Combining old fonts

Back in the days, a quarter century ago, there was no Unicode yet, no standardisation above 256 glyphs anyway. What I have is 2 weights, just normal and bold. And I have 3 styles: roman, smallcaps and italic. Together this at the moment means 6 fonts and all in a truetype and a postscript version. Some glyphs are at non-standard places in the font, because there was not enough room.
What is the proper way to make a modern version of these 6 fonts? Later on I can expand it, but the base has to be good.

If you have the option to completely re-work the fonts without having to guarantee backwards compatibility with older versions, I would highly recommend combining all characters in one font file.

  • discard the old glyph order
  • update the glyph names and Unicodes of all glyphs (Glyph > Update Glyph Info)
  • use OpenType features for things like small caps. Name your small caps with an .sc suffic (a.sc, etc.) and go to Font Info > Features > Update, this will automatically add the c2sc and smcp feature code.
  • verify the export naming in order to ensure style linking, among other things.

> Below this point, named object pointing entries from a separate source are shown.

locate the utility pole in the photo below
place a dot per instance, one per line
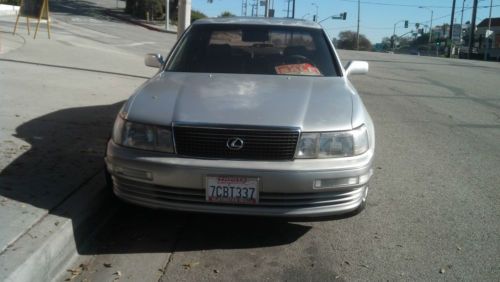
(451, 28)
(472, 29)
(184, 16)
(167, 14)
(357, 32)
(288, 9)
(461, 26)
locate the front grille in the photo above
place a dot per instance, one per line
(259, 144)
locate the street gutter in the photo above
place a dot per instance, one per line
(126, 18)
(44, 251)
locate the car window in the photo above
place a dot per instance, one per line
(247, 49)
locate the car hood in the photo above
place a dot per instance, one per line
(309, 103)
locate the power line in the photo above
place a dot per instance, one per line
(409, 5)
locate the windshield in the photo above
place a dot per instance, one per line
(248, 49)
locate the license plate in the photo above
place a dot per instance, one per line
(232, 189)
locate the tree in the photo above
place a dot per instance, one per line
(226, 14)
(347, 40)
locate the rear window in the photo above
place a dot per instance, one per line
(254, 50)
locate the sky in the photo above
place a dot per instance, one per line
(377, 17)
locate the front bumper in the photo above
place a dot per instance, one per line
(287, 188)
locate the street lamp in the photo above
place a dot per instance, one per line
(394, 33)
(317, 8)
(430, 28)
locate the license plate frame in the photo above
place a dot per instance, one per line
(226, 189)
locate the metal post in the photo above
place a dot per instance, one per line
(472, 30)
(451, 28)
(461, 26)
(167, 14)
(357, 32)
(487, 40)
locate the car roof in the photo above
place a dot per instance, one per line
(258, 21)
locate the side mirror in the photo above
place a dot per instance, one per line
(356, 67)
(154, 60)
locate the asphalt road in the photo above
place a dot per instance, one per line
(433, 210)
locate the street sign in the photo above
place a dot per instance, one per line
(455, 35)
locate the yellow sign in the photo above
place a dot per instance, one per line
(36, 9)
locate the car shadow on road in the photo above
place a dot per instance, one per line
(141, 230)
(66, 150)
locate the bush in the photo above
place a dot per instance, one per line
(196, 15)
(139, 8)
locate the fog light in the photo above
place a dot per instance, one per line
(335, 182)
(135, 173)
(365, 177)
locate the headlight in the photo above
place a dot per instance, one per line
(333, 144)
(142, 136)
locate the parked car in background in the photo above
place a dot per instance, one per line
(246, 116)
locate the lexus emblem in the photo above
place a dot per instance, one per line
(234, 143)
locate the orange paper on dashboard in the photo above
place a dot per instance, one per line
(298, 69)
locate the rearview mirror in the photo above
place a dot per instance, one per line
(356, 67)
(154, 60)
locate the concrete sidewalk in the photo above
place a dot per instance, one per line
(58, 101)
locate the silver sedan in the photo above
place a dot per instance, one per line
(246, 116)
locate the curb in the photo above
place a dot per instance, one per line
(45, 251)
(136, 22)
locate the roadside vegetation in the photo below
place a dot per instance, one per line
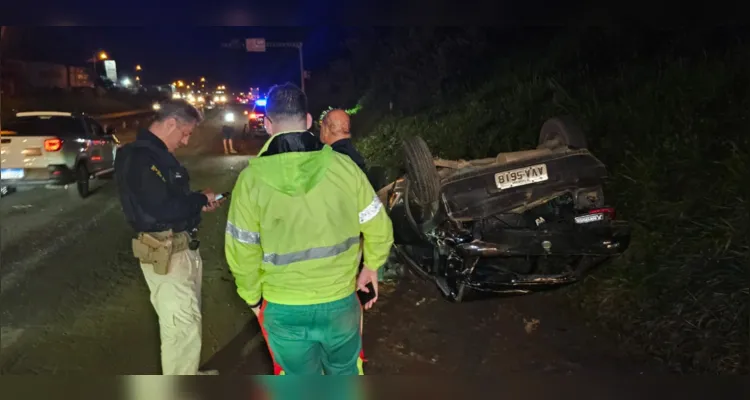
(667, 113)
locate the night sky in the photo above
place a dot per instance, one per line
(170, 53)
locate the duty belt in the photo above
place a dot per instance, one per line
(181, 240)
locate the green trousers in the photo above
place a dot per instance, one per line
(314, 339)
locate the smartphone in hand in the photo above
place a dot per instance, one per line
(222, 196)
(366, 297)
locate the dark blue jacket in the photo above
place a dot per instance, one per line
(154, 188)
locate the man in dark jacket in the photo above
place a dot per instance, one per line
(334, 131)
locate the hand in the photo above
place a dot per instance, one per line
(212, 203)
(256, 311)
(365, 277)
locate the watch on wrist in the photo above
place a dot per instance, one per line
(256, 304)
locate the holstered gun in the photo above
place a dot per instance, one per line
(156, 248)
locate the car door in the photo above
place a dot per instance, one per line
(103, 147)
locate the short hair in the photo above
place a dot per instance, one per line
(178, 109)
(286, 103)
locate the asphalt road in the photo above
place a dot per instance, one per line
(73, 300)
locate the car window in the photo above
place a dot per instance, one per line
(45, 126)
(95, 128)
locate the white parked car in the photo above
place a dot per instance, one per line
(55, 148)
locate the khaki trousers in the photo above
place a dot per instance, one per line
(176, 298)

Run your fonts through fontbakery.com (TN profile, for example) in order to verify functionality.

There are two tutorials about this, with different angles:

Thank you both! The first step will be the most difficult one. I don’t have the original Fontographer 3.5 files, that computer died in january.
Completely re-working the fonts looks as the best thing to do. I am not going to alter the design at all, it works fine.
The first step is to open my regular font in Glyphs and save it under a new name? Later on I can add smallcaps and italic into that file??

Small caps: yes. See the tutorials for details on how to best name the glyphs.

Italics: typically in a different file.